TwinBot represents a significant innovation in basic research, providing immediate and intuitive access to the technical and experimental information offered by the TwinMic beamline. Leveraging artificial intelligence, TwinBot provides real-time responses to inquiries made in natural language, facilitating the preparation of proposals and experiments. TwinBot provides quick and accurate answers, significantly enhancing their operational efficiency, therefore researchers no longer need to spend long hours manually searching through technical documents.

This tool has the potential to be extended to other beamlines and services at Elettra, further strengthening the scientific ecosystem of the institution. No other synchrotron has yet adopted similar technology for these purposes, making TwinBot a unique innovation. The project not only positions Elettra at the forefront of integrating artificial intelligence into scientific infrastructures but also establishes new standards for supporting basic research.

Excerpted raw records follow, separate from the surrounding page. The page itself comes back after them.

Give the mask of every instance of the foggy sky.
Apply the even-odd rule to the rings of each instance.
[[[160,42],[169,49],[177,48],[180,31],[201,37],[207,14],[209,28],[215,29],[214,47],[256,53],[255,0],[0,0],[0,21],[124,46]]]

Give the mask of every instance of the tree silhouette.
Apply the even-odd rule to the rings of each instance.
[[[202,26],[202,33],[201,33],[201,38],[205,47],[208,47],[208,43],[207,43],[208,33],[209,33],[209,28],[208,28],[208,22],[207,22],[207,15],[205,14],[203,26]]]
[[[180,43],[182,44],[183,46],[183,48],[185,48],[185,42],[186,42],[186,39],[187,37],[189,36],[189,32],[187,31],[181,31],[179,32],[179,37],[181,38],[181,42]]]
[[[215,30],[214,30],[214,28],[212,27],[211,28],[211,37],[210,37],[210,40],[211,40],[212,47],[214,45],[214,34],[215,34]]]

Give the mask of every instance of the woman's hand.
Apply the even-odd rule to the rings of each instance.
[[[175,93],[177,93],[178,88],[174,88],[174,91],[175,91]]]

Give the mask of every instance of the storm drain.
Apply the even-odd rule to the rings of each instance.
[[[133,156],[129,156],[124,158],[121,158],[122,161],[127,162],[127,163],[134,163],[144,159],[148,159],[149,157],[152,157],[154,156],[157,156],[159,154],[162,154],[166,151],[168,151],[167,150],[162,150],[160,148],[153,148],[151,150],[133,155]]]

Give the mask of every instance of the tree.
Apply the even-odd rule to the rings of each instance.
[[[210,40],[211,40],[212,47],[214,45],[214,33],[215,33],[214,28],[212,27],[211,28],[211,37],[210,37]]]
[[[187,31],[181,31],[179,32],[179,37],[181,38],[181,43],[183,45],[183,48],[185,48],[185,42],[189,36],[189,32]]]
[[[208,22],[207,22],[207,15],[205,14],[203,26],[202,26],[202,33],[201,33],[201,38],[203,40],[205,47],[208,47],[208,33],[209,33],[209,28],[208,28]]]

Artificial intelligence is not limited to automating repetitive tasks, it goes far beyond that: it analyzes large volumes of data, identifies complex patterns, and can contribute to generating new insights that lead to innovative hypotheses, often based on extensive datasets or complex models that are difficult to analyze manually. This radically changes research methods, allowing scientists to focus more on creative and analytical aspects. Thus, artificial intelligence is rapidly becoming an essential element of modern scientific research, with applications that extend well beyond automation.